Took a walk to the bodega. Everyone talking about The Letter. Sandwich guy wonders how it'll play in November. Guy selling masks says the absence of BHL was notable "and, for me personally, a red flag."
Cop cuffing homeless guy stops to chat: "Doesn't The Letter foreground malleable abstract principles before material struggle?" I nod sagely. Homeless man, squirming in his cuffs, says, "And what do we make of the Friends of Jeffrey who signed it?" Yes. The wisdom of the street.

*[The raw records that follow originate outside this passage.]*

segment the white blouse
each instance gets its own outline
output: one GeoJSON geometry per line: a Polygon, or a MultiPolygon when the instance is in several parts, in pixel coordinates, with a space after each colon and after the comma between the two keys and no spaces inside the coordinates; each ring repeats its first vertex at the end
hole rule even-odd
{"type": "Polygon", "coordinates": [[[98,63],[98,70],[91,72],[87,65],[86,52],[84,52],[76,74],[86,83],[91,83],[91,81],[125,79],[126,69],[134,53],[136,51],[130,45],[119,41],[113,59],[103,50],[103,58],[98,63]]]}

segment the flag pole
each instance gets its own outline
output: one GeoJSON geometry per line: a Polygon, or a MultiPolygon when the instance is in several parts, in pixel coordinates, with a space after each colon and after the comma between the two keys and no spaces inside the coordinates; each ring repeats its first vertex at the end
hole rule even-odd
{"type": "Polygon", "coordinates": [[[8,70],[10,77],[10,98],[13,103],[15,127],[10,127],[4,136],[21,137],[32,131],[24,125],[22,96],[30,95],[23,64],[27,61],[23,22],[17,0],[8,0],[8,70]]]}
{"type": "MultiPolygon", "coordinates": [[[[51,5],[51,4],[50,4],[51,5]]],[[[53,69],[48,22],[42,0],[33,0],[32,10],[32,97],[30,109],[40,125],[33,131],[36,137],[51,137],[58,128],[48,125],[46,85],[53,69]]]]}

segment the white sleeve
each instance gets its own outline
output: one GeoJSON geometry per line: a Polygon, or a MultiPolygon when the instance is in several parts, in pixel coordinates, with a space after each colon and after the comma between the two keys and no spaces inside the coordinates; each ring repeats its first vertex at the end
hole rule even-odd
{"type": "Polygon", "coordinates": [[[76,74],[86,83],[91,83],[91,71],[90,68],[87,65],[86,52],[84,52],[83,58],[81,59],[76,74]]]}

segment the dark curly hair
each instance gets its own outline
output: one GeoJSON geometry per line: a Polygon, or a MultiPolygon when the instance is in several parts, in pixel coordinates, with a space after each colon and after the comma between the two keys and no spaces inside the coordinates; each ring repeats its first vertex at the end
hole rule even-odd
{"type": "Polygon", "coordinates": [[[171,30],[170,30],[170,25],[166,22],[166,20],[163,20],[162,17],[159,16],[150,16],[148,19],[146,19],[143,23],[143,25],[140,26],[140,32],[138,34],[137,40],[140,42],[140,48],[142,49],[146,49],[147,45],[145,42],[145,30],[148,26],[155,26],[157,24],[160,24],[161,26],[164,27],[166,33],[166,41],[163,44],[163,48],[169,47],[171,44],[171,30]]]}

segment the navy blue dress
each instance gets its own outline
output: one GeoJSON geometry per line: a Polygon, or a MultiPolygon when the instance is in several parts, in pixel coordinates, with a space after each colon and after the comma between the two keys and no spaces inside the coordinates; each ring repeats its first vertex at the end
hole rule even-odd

Stoop kid says he's got no AC, can he have a buck for a cold soda. I ask about The Letter. He says, "why is a basic profession of belief in free speech and the exchange of ideas so controversial?" I ask him if he wants to join my Kapital reading group but he runs off.
The heat makes me need an iced coffee. I ask the barista if "The Letter is a shared pseudo-event, a collective willing toward meaning in a time of narrative fragmentation." "I can't really hear you through your mask," she says. Exactly. She gets it.
Uber driver says his brother in Yemen was thrown in prison for protesting a US drone strike. "That blows dude, but what about The Letter?"
"I hope it'll convince the Saudis to stop double tapping my family's funerals." Me too, I say, before giving him two stars for poor convo.
I wake from a nap in which The Letter followed me down a hallway, reciting its signatories. 91 year old cousin is on the phone. She says her doorman is asking about a letter. "No, no -- it's The Letter," I tell her. "Whatever. What does it say?" "You're better off not knowing."
Knock at the door. I ask the UPS guy if he knows about The Letter. "I only do packages," he says. "No, the Harper's thing." "Oh that! Of course! Persuasion subscriber since day zero right here." We fist bump, free speech warriors, and I wave as he skips back to his truck.
"So what's this letter stuff all about? You literary or something?" asks the tattoo artist inking David Frum's words on my thigh. "It's The Letter." "Yeah, why this letter?" "The Letter." "But--" "The Letter."
David Frum thigh tattoo still bleeding, I'm standing outside Yglesias' DC townhouse, calling to him through a bullhorn. "Why won't you sign my copy of The Letter, Matty? What did Ezra say?!"
I walk toward the White House, stopping at one of the new security walls. An unidentifiable federal officer demands I turn around. "I just want to deliver The Letter to the President." He shoots me. But I clutch The Letter to my chest, knowing free speech is the universal salve.